Petite anthologie arbitraire de citations :

Lettre sur les aveugles (1749) :

« Si jamais un philosophe aveugle et sourd de naissance fait un homme à l’imitation celui de Descartes, j’ose vous assurer, Madame, qu’il placera l’âme au bout des doigts. »                                   

Pensées sur l’interprétation de la nature (1753) :

« Et je dis : heureux le géomètre en qui une étude consommée des sciences abstraites n’aura point affaibli le goût des beaux arts, à qui Horace et Tacite seront aussi familiers que Newton, qui saura découvrir les propriétés d’une courbe et sentir les beautés d’un poète, dont l’esprit et les ouvrages seront de tous les temps, et qui aura le mérite de toutes les académies ! Il ne se verra point tomber dans l’obscurité. »

« Il n’y a qu’un seul moyen de rendre la philosophie vraiment recommandable aux yeux du vulgaire : c’est de la lui montrer accompagnée de l’utilité. Le vulgaire demande toujours : à quoi cela sert-il ? et il ne faut jamais se trouver dans le cas de lui répondre : à rien.

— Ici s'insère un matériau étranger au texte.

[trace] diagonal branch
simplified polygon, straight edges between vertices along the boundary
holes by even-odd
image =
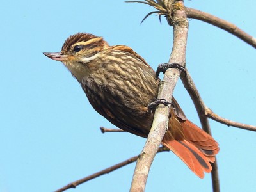
[[[199,92],[188,71],[186,77],[182,79],[182,81],[184,87],[187,90],[194,103],[195,107],[196,109],[203,129],[211,135],[209,119],[207,116],[205,115],[206,106],[204,104],[204,101],[202,99]],[[214,163],[211,163],[211,165],[212,167],[212,171],[211,172],[213,188],[212,190],[214,192],[219,192],[220,191],[220,180],[218,171],[217,158],[216,157]]]
[[[211,118],[221,124],[225,124],[228,127],[232,126],[237,128],[241,128],[243,129],[256,131],[256,126],[236,122],[234,121],[224,118],[223,117],[218,116],[217,114],[213,113],[213,111],[207,107],[206,107],[206,108],[205,109],[205,115],[208,116],[209,118]]]
[[[256,38],[247,34],[231,22],[191,8],[186,8],[186,13],[188,17],[200,20],[221,28],[256,48]]]
[[[179,63],[185,65],[185,54],[188,31],[188,22],[186,19],[183,1],[176,1],[177,9],[172,10],[172,18],[168,23],[173,26],[173,45],[169,60],[170,63]],[[177,68],[166,70],[162,83],[159,85],[158,99],[172,100],[174,88],[180,76],[180,72]],[[157,107],[152,127],[148,134],[145,147],[137,161],[133,175],[130,191],[144,191],[151,164],[159,146],[168,127],[170,109],[159,105]]]
[[[164,152],[164,151],[169,151],[169,149],[168,149],[167,148],[166,148],[165,147],[160,147],[158,150],[157,150],[157,153],[159,152]],[[140,156],[134,156],[131,158],[129,158],[123,162],[121,162],[118,164],[116,164],[114,166],[110,166],[109,168],[107,168],[106,169],[104,169],[102,171],[100,171],[99,172],[97,172],[94,174],[92,174],[91,175],[87,176],[86,177],[84,177],[83,179],[81,179],[79,180],[77,180],[76,181],[72,182],[71,183],[70,183],[69,184],[67,184],[65,186],[63,186],[63,188],[58,189],[57,191],[56,191],[55,192],[62,192],[64,191],[67,189],[68,189],[70,188],[76,188],[76,186],[86,182],[86,181],[88,181],[90,180],[92,180],[94,178],[100,177],[101,175],[103,175],[104,174],[108,174],[110,172],[115,171],[121,167],[123,167],[125,165],[129,164],[133,162],[135,162],[137,161],[138,158]]]

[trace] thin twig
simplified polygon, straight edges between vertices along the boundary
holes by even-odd
[[[191,8],[186,8],[186,12],[188,17],[198,19],[221,28],[256,48],[256,38],[247,34],[231,22]]]
[[[223,117],[221,117],[218,116],[217,114],[213,113],[212,110],[211,110],[209,108],[205,108],[205,115],[208,116],[209,118],[211,118],[216,122],[218,122],[220,123],[225,124],[229,126],[232,126],[232,127],[236,127],[237,128],[241,128],[246,130],[249,130],[249,131],[256,131],[256,126],[251,125],[247,125],[244,124],[241,124],[239,122],[236,122],[234,121],[232,121],[226,118],[224,118]]]
[[[164,151],[169,151],[169,149],[168,149],[165,147],[161,147],[158,149],[157,153],[164,152]],[[134,157],[129,158],[123,162],[116,164],[114,166],[110,166],[110,167],[109,167],[106,169],[104,169],[102,171],[100,171],[99,172],[97,172],[94,174],[87,176],[86,177],[84,177],[84,178],[77,180],[76,181],[72,182],[70,183],[69,184],[58,189],[57,191],[56,191],[56,192],[62,192],[62,191],[64,191],[70,188],[76,188],[76,186],[77,186],[84,182],[86,182],[86,181],[88,181],[90,180],[92,180],[94,178],[98,177],[102,175],[109,173],[110,172],[111,172],[114,170],[116,170],[121,167],[123,167],[125,165],[129,164],[133,162],[136,161],[138,158],[139,158],[139,156],[140,156],[140,155],[134,156]]]
[[[211,135],[210,125],[209,124],[209,119],[205,115],[205,110],[206,106],[202,99],[199,92],[191,78],[189,72],[187,71],[187,76],[182,79],[183,84],[188,92],[189,93],[195,107],[196,109],[197,113],[198,114],[200,120],[201,122],[202,127],[203,129]],[[212,167],[212,190],[214,192],[220,192],[220,179],[218,171],[217,158],[215,157],[215,161],[211,163]]]
[[[172,11],[172,20],[168,23],[173,26],[173,45],[169,60],[170,63],[179,63],[185,65],[185,54],[188,31],[188,22],[182,1],[177,1],[179,9]],[[164,74],[163,81],[160,84],[158,99],[172,100],[174,88],[180,72],[177,68],[170,68]],[[159,105],[157,107],[152,127],[147,138],[145,147],[137,161],[133,175],[130,191],[144,191],[148,172],[159,146],[168,128],[168,115],[170,109]]]
[[[108,132],[126,132],[125,131],[124,131],[121,129],[108,129],[104,127],[100,127],[100,129],[102,133],[105,133]]]

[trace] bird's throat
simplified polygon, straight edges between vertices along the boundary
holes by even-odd
[[[84,63],[76,61],[63,62],[63,63],[79,83],[90,74],[90,69]]]

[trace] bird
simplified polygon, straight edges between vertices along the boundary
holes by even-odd
[[[81,84],[94,109],[116,127],[147,138],[157,99],[160,79],[146,61],[128,46],[111,46],[87,33],[70,36],[60,52],[44,52],[62,62]],[[173,97],[168,129],[161,144],[176,154],[200,178],[210,173],[218,143],[187,119]]]

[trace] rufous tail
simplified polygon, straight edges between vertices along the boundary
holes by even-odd
[[[176,119],[177,120],[177,119]],[[220,148],[214,139],[188,120],[179,121],[181,136],[164,136],[162,144],[173,152],[200,178],[209,173]],[[170,124],[169,124],[170,125]],[[171,128],[172,129],[172,128]]]

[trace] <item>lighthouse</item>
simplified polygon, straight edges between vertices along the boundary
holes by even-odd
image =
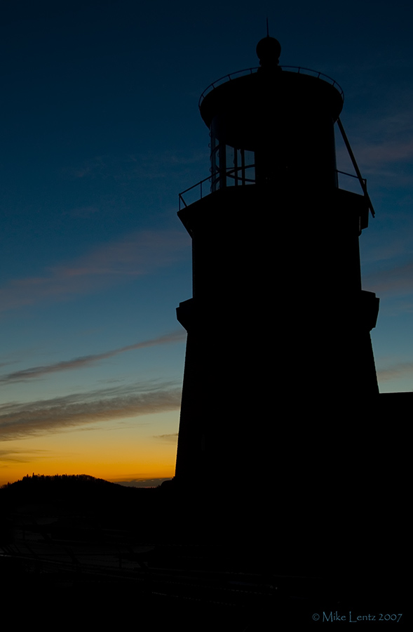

« De même que dans les règnes animal et végétal un individu commence pour ainsi dire, s’accroît, dure, dépérit et passe, n’en serait-il pas de même pour des espèces entières. »

Le rêve de d’Alembert (1769) :

« Nous sommes des instruments doués de sensibilité et de mémoire. Nos sens sont autant de touches qui sont pincées par la nature qui nous environne. »

« Le monde commence et finit sans cesse ; il est à chaque instant son commencement et sa fin ; il n’en a jamais eu d’autre, et n’en aura jamais d’autre. Dans cet immense océan de matière, pas une molécule qui ressemble à une molécule, pas une molécule qui se ressemble à elle-même un instant. Il n’y a rien de solide que de boire, manger, vivre, aimer et dormir. »

« Qu’est-ce qu’un être ? La somme d’un certain nombre de tendances. La vie est une suite d’actions et de réactions. (…) Naître, vivre et passer, c’est changer de forme. »

« Et par la raison seule qu’aucun homme ne ressemble parfaitement à un autre, nous n’entendons jamais précisément, nous ne sommes jamais précisément entendus. »

Le Neveu de Rameau (1770)

« Quoi qu’on fasse on ne peut se déshonorer quand on est riche »

Supplément au voyage de Bougainville (1771)

« Hier en soupant tu nous a entretenus de magistrats et de prêtres. Mais dis-moi, sont-ils maîtres du bien et du mal ? Un jour on te dirait : » tue », et tu serais en conscience obligé de tuer ; un autre jour : « vole » et tu serais tenu de voler ; ou : « ne mange pas de ce fruit » et tu n’oserais en manger ; je te défends ce légume ou cet animal », et tu te garderais d’y toucher. »

Lettre de Monsieur Denis Diderot :

« Il y a à l’heure qu’il est, cinquante mille fripons qui disent ce qui leur plaît à dix-huit millions d’imbéciles; mais grâces à ma petite poignée de philosophes, la plupart de ces imbéciles là ou ne croiront pas ce qu’on leur dira, ou s’ils le croient ce sera sans le moindre péril pour moi. »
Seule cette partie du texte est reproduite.